Non è un caso che i risultati più interessanti di oggi si ritrovano in progetti a cavallo tra housing sociale e Welfare, ad esempio case per anziani, per studenti e centri di accoglienza .
Bisogna poi riavviare la ricerca progettuale, arenatasi alla fine degli anni ’90 del secolo scorso quando il Ministero delle Infrastrutture esaurì il suo ruolo di guida attraverso programmi nazionali che hanno avuto il pregio di creare un terreno comune di confronto tra operatori, progettisti, comuni, Regioni.


Modulo: Certamente un tema molto discusso, ma come è vissuto dall’architetto di oggi?

Riccardo Roda: Per le generazioni  passate l’edilizia sociale era un tema privilegiato, un impegno irrinunciabile, e non a caso gli esempi più famosi di periferie, anche in negativo, sono opera di maestri che troviamo nei manuali dell’architettura.
Oggi, visto che l’housing sociale è tornato di moda, progettare edilizia economica e popolare è un impegno saltuario, ma molto glamour. Il risultato è che l’housing sociale  viene ridotto a “concorso di bellezza”, la cosiddetta “qualità architettonica” riveste gli involucri esterni ed il gioco è fatto.
Su questo tema c’è un silenzio assordante: possibile che nessuno si alzi e dica che, eliminate le facciate, dentro gli edifici sono tutti uguali? Possibile essere costretti a progettare con standard vecchi più di 35 anni, e che a nessuno venga in mente di dire che effettivamente costruiamo case inadeguate, inutilmente costose e che non rispecchiano da tempo l’evoluzione dei bisogni abitativi degli italiani? Possibile che nessuno sappia cosa succede, per esempio in Francia o Germania?
Purtroppo è possibile: la materia è quasi del tutto sconosciuta sia  agli architetti che si cimentano con le “prove d’autore”, sia a quelli che organizzano concorsi, premi, eventi.
La causa è una sola : abbiamo sostituito l’etica con l’estetica. Poi non dobbiamo meravigliarci troppo dei risultati banali che si vedono in giro.


Modulo: Per quanto riguarda le generazioni passate, quali pensa siano stati i limiti?

Riccardo Roda: Il limite maggiore è stato quello di pensare che un buon disegno – urbanistico o architettonico – potesse riscattare da solo le periferie.
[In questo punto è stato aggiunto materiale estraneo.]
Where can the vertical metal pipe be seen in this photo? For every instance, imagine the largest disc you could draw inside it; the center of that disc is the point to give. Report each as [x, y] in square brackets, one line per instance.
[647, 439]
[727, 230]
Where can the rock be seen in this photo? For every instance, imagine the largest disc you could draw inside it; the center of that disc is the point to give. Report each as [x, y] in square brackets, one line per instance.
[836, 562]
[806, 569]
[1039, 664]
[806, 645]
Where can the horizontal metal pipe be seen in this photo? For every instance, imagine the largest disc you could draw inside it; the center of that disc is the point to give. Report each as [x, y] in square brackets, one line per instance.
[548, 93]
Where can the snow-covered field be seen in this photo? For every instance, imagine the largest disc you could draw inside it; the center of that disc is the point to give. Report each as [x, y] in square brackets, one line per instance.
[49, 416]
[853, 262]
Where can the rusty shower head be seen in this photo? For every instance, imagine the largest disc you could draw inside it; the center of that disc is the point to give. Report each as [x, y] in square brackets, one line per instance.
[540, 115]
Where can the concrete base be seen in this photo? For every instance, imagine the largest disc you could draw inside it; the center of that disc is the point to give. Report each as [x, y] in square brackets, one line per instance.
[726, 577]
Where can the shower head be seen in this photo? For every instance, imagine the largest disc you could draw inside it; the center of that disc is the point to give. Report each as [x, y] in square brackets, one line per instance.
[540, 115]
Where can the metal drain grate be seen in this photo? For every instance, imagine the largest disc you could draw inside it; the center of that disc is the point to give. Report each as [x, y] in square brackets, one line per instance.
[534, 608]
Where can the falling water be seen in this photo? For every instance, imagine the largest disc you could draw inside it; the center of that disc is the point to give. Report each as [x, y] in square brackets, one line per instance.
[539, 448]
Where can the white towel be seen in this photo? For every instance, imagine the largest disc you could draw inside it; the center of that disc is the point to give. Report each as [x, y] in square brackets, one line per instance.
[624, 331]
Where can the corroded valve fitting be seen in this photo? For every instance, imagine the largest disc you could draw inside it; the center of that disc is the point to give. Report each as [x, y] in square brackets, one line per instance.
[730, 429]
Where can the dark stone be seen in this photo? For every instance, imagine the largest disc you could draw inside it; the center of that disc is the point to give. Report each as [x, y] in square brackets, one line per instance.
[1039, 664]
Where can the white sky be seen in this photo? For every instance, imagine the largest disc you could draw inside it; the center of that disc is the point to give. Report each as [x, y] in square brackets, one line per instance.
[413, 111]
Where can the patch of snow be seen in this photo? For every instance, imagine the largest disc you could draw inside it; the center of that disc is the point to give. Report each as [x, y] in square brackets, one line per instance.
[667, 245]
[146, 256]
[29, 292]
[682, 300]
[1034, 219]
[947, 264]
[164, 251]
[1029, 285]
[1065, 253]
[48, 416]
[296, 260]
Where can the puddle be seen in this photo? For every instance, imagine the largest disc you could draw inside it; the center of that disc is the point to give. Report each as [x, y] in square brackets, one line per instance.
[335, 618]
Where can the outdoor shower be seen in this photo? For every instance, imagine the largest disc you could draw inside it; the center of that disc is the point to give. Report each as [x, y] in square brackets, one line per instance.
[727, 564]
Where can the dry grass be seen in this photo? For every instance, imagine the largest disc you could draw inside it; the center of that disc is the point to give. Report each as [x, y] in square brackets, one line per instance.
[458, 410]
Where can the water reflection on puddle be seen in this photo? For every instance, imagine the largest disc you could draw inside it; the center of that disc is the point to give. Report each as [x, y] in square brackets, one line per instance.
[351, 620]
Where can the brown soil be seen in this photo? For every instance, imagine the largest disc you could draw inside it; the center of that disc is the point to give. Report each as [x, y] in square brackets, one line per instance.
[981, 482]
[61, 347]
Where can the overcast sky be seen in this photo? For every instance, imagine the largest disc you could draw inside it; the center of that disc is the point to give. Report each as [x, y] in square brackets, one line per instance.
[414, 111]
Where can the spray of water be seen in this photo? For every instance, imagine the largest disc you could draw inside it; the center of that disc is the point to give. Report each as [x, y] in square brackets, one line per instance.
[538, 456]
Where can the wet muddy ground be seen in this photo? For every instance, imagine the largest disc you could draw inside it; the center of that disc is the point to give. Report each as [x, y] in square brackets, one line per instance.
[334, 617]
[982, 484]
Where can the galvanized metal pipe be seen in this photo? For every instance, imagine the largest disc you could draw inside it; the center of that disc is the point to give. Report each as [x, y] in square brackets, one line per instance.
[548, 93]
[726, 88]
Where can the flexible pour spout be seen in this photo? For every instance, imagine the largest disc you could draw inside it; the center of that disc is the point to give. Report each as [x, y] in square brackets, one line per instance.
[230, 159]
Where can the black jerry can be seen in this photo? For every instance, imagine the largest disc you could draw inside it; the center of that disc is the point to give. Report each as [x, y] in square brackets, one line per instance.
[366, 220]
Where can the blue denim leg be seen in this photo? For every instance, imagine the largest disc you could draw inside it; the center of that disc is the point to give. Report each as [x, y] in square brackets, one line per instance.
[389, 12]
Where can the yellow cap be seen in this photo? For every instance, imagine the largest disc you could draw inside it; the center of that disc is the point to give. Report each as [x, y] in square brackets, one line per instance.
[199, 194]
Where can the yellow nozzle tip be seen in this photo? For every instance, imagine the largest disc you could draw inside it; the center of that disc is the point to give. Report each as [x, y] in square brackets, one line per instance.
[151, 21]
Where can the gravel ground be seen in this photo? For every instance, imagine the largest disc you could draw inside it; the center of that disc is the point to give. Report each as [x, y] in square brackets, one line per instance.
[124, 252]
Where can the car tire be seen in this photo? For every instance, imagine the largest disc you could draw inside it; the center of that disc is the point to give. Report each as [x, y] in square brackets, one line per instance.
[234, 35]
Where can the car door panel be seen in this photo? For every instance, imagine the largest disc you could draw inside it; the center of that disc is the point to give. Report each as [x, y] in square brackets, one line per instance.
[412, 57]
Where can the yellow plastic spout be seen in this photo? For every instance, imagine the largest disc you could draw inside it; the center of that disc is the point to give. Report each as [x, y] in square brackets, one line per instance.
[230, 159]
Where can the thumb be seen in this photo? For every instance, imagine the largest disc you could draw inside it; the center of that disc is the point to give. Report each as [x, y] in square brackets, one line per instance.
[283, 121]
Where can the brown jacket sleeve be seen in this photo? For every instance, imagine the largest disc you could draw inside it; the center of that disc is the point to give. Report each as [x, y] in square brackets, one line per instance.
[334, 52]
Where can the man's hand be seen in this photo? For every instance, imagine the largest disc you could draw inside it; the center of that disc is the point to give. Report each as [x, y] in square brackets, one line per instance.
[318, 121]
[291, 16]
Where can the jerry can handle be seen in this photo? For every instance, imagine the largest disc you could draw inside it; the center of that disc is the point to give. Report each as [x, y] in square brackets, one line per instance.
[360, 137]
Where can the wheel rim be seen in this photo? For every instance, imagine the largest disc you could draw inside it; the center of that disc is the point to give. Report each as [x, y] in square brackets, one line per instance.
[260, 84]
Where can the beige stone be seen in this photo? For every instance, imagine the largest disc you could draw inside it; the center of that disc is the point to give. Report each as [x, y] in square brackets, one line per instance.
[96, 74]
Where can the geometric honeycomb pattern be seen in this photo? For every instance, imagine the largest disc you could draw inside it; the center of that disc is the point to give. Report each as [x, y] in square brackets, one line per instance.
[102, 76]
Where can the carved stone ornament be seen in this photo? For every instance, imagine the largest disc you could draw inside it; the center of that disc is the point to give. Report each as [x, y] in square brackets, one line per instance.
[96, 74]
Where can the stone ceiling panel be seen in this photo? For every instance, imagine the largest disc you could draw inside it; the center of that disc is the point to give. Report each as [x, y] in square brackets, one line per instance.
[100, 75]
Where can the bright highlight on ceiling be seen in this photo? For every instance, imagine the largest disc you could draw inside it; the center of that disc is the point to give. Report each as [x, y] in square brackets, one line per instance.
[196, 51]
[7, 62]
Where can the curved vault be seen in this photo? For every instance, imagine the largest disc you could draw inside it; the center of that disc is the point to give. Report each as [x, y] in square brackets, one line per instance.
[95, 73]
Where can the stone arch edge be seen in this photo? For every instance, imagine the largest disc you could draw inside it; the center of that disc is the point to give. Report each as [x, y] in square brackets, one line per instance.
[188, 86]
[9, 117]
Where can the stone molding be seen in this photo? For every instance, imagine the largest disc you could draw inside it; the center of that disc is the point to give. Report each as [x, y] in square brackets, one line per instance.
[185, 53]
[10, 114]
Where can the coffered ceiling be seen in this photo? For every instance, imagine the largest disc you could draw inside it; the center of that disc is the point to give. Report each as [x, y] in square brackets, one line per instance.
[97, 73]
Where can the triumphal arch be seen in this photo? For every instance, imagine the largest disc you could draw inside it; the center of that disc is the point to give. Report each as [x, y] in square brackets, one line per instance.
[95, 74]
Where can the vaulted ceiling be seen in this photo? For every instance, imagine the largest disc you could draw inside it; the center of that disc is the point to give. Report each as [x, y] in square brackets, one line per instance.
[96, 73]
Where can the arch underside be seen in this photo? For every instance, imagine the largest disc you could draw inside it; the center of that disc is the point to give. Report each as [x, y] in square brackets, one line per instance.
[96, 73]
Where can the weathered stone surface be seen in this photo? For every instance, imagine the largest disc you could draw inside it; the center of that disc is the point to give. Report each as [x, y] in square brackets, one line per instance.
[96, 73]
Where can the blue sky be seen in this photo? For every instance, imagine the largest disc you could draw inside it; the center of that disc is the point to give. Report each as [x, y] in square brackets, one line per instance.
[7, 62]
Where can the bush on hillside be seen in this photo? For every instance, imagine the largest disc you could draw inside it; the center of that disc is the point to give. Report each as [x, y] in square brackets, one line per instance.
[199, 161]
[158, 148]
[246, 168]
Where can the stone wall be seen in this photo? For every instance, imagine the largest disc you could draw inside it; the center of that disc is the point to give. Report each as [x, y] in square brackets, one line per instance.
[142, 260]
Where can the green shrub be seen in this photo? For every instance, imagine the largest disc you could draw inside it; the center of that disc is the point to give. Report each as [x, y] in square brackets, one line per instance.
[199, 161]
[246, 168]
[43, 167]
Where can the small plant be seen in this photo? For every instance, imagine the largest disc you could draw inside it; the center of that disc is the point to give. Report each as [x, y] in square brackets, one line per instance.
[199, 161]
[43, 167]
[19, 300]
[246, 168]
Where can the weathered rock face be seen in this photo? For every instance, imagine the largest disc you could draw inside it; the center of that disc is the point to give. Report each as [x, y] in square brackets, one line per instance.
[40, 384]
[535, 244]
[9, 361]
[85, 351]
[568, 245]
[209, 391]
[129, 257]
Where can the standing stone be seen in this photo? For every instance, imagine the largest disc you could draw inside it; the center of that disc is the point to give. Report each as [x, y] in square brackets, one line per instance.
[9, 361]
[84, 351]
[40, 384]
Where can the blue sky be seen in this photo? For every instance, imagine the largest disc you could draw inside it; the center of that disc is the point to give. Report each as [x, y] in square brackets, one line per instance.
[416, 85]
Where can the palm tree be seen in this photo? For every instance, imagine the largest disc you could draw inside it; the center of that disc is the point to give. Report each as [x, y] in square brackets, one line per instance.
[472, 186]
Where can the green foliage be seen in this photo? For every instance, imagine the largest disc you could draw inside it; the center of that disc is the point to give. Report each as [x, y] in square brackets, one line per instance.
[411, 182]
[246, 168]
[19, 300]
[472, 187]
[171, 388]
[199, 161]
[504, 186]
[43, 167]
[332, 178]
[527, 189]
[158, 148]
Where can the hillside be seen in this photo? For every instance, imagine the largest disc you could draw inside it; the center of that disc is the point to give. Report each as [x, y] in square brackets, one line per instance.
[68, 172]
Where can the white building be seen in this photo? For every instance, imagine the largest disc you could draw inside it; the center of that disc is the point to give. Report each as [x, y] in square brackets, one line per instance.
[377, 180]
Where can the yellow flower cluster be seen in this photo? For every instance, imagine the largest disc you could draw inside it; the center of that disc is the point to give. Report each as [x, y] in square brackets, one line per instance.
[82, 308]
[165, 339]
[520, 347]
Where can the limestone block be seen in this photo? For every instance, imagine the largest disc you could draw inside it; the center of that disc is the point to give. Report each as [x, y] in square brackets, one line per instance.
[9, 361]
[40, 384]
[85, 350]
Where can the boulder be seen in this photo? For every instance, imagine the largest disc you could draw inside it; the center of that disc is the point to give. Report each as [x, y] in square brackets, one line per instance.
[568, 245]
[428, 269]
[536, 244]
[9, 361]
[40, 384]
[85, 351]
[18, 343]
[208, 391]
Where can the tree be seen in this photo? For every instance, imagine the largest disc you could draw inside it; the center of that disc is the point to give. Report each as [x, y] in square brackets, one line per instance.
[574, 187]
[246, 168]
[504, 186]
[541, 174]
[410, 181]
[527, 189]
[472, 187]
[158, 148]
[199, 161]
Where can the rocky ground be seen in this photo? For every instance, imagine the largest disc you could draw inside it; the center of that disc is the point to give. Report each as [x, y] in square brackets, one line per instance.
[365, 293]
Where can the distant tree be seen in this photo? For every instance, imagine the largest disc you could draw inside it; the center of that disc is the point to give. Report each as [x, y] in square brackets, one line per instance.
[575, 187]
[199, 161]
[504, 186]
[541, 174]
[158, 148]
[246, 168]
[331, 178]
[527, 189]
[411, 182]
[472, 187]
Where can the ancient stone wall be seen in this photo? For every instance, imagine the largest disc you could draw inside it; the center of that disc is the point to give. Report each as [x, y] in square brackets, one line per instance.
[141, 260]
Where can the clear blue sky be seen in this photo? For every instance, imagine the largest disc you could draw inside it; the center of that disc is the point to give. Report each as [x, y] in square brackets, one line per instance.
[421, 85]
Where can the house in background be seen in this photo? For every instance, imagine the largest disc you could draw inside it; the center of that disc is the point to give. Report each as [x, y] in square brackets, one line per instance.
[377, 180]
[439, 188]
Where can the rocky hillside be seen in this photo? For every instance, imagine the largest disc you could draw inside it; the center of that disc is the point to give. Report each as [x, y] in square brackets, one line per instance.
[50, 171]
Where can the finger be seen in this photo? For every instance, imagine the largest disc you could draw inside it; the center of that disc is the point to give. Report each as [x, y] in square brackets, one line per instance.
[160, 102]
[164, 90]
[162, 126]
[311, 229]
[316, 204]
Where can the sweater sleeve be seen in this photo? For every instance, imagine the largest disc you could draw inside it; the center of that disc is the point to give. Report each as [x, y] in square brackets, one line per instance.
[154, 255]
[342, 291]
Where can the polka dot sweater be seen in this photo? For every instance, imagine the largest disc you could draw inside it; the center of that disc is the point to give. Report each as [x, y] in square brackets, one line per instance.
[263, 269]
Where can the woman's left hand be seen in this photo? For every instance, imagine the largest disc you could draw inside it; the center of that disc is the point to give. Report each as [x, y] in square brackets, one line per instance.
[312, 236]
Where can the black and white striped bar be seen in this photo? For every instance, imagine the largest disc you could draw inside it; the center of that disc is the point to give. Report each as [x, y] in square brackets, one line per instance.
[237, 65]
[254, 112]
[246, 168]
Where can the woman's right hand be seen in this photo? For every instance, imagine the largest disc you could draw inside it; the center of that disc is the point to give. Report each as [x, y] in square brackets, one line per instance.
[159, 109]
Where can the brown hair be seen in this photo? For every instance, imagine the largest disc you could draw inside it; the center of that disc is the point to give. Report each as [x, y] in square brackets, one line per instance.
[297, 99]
Sfuggiva, come peraltro mi sembra continui a sfuggire ancora oggi, che concentrare  fasce sociali deboli in ambiti periferici, equivale a costruire delle gigantesche bombe sociali.
La segregazione ha portato a risultati negativi in tutta Europa. In Italia le cose sono state aggravate dalla carenza generale di opere pubbliche, per  cui i nuovi quartieri  regolarmente presentano aree in negativo costituite dai servizi, dai collegamenti, dalle scuole,etc..
Se gli architetti del passato hanno commesso un peccato grave, va però detto che lo hanno compiuto in buona fede , pensando di contribuire al miglioramento delle classi sociali disagiate.
Oggi questo problema non esiste proprio: si parla solo della qualità estetica degli involucri edilizi
L’insensibilità etica delle nuove generazioni credo sia un segnale negativo in senso assoluto, ben oltre i confini dell’housing sociale. Un vero peccato, perchè il mondo di oggi richiede apporti coraggiosi e generosi per trovare idee e risposte progettuali adeguate ai nuovi bisogni che la società esprime. L’housing sociale è uno di questi settori, ingessato, mal finanziato, con regole, norme e operatori obsoleti. Basterebbe poco per fare molto.